A variedade é importante. Desde muito cedo na vida gostei de Banda Desenhada de super-heróis, a começar pelo Homem-Aranha. Mas também nunca me afastei de outras leituras e punha as mãos e os olhos em tudo que o dinheiro, oportunidade, tempo e gosto me deixavam. Hoje, por já ler muita coisa e também por gosto, procuro cada vez mais coisas diferentes. Quer seja em BD, quer seja cinema, música, fotografia, prosa, etc. Não por uma procura intelectual (não estou a ser totalmente honesto: é também por isso), mas para ser surpreendido, agradado e entretido. Sem nenhuma ordem em particular. É por isso que, tal como muitos dos meus "companheiros" apreciadores/devotos da BD, vou escavacar o catálogo de outras linguagens e encontrar o próximo livro que me deixa extasiado. Escusado será dizer que nem sempre acertamos e tão pouco sei dizer se acertamos na maior parte das vezes. Mas a procura é, muitas vezes, a diversão ela mesma . Olhar para capas estranhas de autores familiares ou não, ler críticas, ouvir os conselhos de outros, ficar interessado por um enredo mais "fora", folhear na nossa loja de BD ou noutra loja qualquer um título ao qual, à partida, nem prestaríamos atenção. Tudo isso faz parte do delicioso processo de quem gosta de arte, de BD e, vamos lá ser sinceros, de tudo na vida.
Tanto Trees de Warren Ellis e Jason Howard como Lune L'Envers de Blutch fazem parte desta categoria. Claro que, para os que conhecem este Blog, o primeiro menos que o segundo. Warren Ellis é já um antigo conhecido meu. Adoro a sua escrita, principalmente em títulos como Transmetropolitan, Authority, Nextwave. Trees é ficção científica. Num futuro não muito longínquo, estranhas naves espaciais extra-terrestres em forma de árvore aterraram em várias cidades do mundo. Passados anos em que para além dessa aterragem nenhum outro sinal de vida foi dado pelos alienígenas, a humanidade foi criando "ecossistemas" em volta das gigantescas árvores (chegam a desaparecer nas nuvens). Trees é menos sobre o fenómeno fantástico que acontece no futuro e mais em como os Homens reagem a esse evento. O enredo colecciona histórias aparentemente desconexas em vários pontos do mundo e com diferentes tipos de pessoas. Neste primeiro volume, que colecciona os primeiros oito capítulos já publicados pela alçada da Image, pouco é revelado acerca do mistério das árvores. Warren Ellis continua a não desiludir ainda que (e posso estar enganado) exista maior contenção no verbo do autor, o que não é, de todo, uma coisa má. Enquanto Transmetropolitan parecia um ajustar de contas, Trees quer "apenas" contar uma história - mas claro com as idiossincrasias do escritor.

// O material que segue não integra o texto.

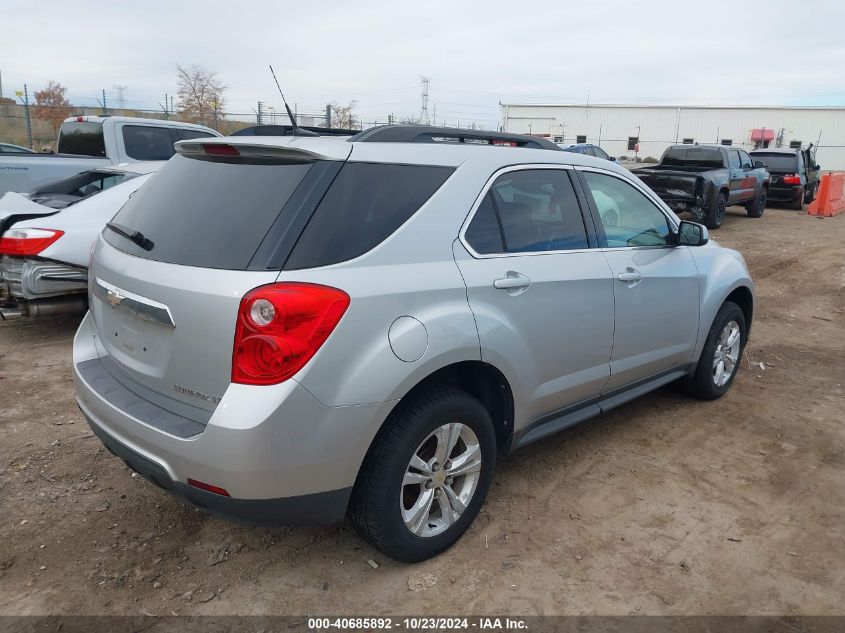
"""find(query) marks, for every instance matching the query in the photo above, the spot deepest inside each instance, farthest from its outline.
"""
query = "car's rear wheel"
(721, 355)
(756, 208)
(426, 476)
(714, 219)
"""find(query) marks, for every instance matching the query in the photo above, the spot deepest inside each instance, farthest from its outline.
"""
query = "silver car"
(292, 329)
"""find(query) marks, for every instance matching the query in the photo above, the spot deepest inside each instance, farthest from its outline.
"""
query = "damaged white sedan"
(46, 238)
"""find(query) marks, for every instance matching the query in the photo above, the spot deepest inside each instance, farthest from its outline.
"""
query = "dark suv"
(794, 174)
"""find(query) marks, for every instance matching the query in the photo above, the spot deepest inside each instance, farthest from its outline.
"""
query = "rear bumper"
(282, 456)
(321, 507)
(791, 193)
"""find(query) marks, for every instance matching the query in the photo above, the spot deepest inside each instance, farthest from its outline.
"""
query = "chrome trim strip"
(136, 305)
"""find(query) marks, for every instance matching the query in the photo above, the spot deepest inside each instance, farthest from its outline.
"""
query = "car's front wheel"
(721, 355)
(426, 476)
(756, 208)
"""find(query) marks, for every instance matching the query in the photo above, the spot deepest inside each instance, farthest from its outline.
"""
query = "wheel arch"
(744, 298)
(481, 380)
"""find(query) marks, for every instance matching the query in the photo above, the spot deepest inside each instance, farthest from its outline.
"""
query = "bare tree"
(51, 104)
(343, 116)
(200, 94)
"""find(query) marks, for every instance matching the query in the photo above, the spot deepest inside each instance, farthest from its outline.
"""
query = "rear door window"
(536, 210)
(364, 206)
(205, 213)
(146, 142)
(626, 215)
(84, 138)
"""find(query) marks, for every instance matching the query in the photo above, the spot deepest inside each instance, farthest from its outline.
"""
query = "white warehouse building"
(645, 131)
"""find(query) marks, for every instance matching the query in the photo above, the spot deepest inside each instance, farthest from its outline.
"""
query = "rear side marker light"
(280, 327)
(220, 150)
(208, 487)
(26, 242)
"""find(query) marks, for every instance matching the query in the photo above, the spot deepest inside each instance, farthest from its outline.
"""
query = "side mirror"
(692, 234)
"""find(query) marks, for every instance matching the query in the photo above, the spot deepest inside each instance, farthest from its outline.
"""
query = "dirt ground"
(665, 506)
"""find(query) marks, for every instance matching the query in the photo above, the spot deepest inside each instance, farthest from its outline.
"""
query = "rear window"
(778, 162)
(145, 142)
(207, 214)
(692, 157)
(85, 184)
(84, 138)
(364, 206)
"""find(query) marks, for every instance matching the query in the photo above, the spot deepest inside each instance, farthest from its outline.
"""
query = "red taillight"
(208, 487)
(280, 327)
(25, 242)
(220, 150)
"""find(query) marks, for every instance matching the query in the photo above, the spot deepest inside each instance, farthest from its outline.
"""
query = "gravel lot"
(666, 506)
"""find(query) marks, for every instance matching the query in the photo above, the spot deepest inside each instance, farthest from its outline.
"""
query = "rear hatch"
(168, 277)
(671, 185)
(15, 207)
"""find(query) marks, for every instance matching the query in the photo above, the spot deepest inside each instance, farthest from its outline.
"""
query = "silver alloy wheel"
(440, 479)
(727, 354)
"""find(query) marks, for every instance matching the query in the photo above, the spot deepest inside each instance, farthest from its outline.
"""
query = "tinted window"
(10, 149)
(204, 213)
(82, 137)
(733, 158)
(147, 142)
(366, 203)
(483, 232)
(778, 161)
(692, 157)
(538, 211)
(628, 217)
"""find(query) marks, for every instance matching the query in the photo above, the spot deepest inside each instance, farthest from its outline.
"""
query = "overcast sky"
(476, 53)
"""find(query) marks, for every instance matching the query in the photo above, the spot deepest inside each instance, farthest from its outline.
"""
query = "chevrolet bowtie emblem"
(114, 298)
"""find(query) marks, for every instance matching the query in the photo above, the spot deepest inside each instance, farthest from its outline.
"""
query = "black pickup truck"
(705, 179)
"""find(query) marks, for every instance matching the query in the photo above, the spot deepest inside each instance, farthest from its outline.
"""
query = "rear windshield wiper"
(133, 236)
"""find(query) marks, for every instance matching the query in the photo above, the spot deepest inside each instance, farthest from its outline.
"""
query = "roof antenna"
(297, 131)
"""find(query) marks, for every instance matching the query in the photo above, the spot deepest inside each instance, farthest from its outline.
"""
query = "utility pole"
(25, 95)
(425, 81)
(121, 96)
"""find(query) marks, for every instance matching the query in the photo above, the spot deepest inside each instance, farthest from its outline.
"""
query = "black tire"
(701, 383)
(716, 215)
(374, 508)
(756, 208)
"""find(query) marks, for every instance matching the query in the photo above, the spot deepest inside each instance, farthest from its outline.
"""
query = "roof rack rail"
(433, 134)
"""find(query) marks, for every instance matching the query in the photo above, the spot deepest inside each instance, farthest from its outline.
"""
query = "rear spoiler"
(223, 150)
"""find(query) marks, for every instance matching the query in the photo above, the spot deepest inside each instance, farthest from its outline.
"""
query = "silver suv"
(292, 329)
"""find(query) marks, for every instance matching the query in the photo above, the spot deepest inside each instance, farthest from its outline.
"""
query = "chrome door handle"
(630, 275)
(512, 281)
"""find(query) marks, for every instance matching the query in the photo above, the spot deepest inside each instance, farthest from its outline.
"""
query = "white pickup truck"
(88, 142)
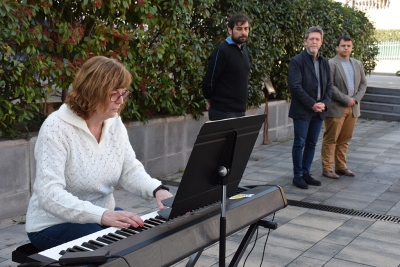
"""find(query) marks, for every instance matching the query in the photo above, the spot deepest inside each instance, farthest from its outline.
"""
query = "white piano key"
(53, 253)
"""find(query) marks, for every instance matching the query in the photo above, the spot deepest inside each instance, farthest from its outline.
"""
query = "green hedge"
(164, 43)
(387, 35)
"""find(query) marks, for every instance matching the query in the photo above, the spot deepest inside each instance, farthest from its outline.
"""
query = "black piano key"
(144, 227)
(157, 222)
(158, 217)
(107, 241)
(97, 243)
(129, 231)
(115, 236)
(135, 229)
(123, 233)
(112, 239)
(149, 225)
(80, 248)
(87, 245)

Por seu lado, Lune L'Envers parece ser um claro e nada discreto ajuste de contas entre Blutch e a Arte, a Banda Desenhada, a Tecnologia e ubíquo Capital por detrás de cada. O artista não é nada novo nas andanças da BD (começou a trabalhar no emblemático Fluide Glacial) e este seu mais novo trabalho é um delicioso sonho surreal que envolve o segredo milenar escondido pelas mulheres e a "indústria" de produção de Banda Desenhada. Esta combinação improvável agarrou-me até à última página na necessidade de descortinar o estranho segredo onírico que estava a ler. O autor é muito pouco subtil no dedo que aponta a uma forma como acha que, nos dias de hoje, a BD é feita (e cheira-me que não apenas a BD). Também não se afasta de escalpelizar o papel da tecnologia e do "dinheiro" enquanto condicionantes da produção artística, numa análise satírica verrinosa que ataca todos os lados e prismas da questão (inclusive apontando armas a si mesmo, já que não só aparece ele próprio como através de dois sósias artísticos, um novo, outro idoso). Isto, contudo, com um controle fabuloso da arte de fazer BD, desde a escrita, ao desenho e à cor. Um verdadeiro triunfo.